Thanks for the math work Clarkfan, my numbers are pretty well aligned.
To nerd out on the #s I ran the math assuming you couldn’t get a 0% down $1mn mortgage. With 20% down and investing $800k in stocks at 10%, 7.5% mortgage rate (P&I only payment of $5,594/mo) and no tax considerations I get $14.0mn portfolio value in 30 years putting 20% down on the house and $11.5mn for paying cash for the house and investing $5,594/mo in the market. Edit- if you have a 30 year timeline for retirement it may make sense to carry the mortgage, but most people here are shooting for much faster than that, which makes the narrower range of returns distribution of the no mortgage portfolio pretty attractive.
In your example, there is a $2.5 million benefit to holding the mortgage. $2.5 million is real money. Why is it smart to walk away from that? Especially since you have to take large uncompensated risk to do so?
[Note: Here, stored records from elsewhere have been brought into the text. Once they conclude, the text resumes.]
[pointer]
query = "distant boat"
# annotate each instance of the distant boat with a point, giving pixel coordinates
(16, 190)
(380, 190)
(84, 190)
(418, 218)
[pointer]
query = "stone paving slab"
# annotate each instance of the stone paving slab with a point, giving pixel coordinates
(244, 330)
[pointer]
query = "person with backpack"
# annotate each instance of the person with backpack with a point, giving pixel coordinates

And disagree with the part in bold. You can carry a mortgage in retirement no problem. I do, and so do lots of people here. The key number is have liquid assets equal to 25 times expenses (or whatever number you decide). While no mortgage lowers your expenses, it lowers your liquid assets too.
I've run the numbers a bunch of times for myself and won't do it again here, but I recommend modifying your calculations to match most people's choices (and the title of this thread): Namely, once you have a mortgage, do you pay extra each month, or do you invest the surplus?
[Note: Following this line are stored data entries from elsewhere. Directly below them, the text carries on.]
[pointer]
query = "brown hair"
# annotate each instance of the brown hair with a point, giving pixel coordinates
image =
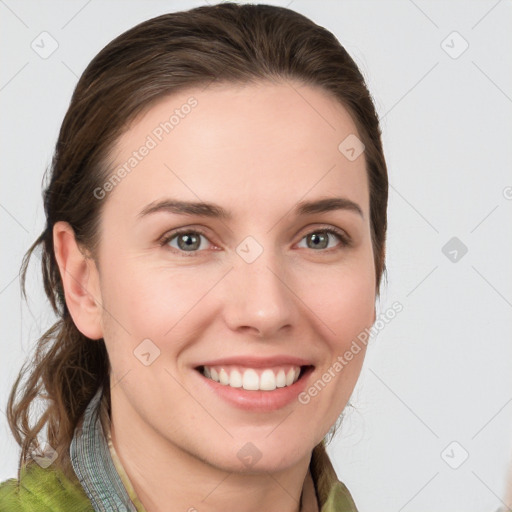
(226, 42)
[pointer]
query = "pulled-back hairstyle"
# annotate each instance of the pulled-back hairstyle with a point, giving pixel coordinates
(227, 42)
So, instead of the no mortgage option being investing $6,000/month for 30 years, a more realistic scenario for most people would be making the mortgage payment of $6K/month, plus putting say, an extra $2000/month towards the mortgage. The option of holding a mortgage would be simply investing the extra $2000 month for 30 years.
What happens of course, is the person paying extra eventually retires the mortgage. Let's say around year 15-ish. At that point, they can invest the full $8000/month (the original $6K payment plus the $2K extra) and the mortgage holder continues to invest $2000/month. But thanks to the power of compounding the mortgage holder is so far ahead at year 15 that by the end of the 30 year period, the mortgage holder will still has a substantially higher final portfolio value.
By all means, run the numbers yourself and plug your own assumptions. I did a deep dive into this years ago (when interest rates were lower it should be noted) and paying down the mortgage never penciled out in any scenario I looked at. To be clear, there are specific situations where it is important to lower income. Qualifying for ACA subsidies for example. Those are special cases and not the general result.
One final thought. One thing we didn't talk about but needs to be considered is the effect of inflation. If we assume a modest 3.5% inflation rate, by the end of year 15 our $6000 payment will be the equivalent of $3500 today. In other words, by paying extra we're using fully valued dollars today to save smaller valued dollars in the future. The payment is becoming easier and easier to make over time, which means there is less and less practical benefit to paying it off early.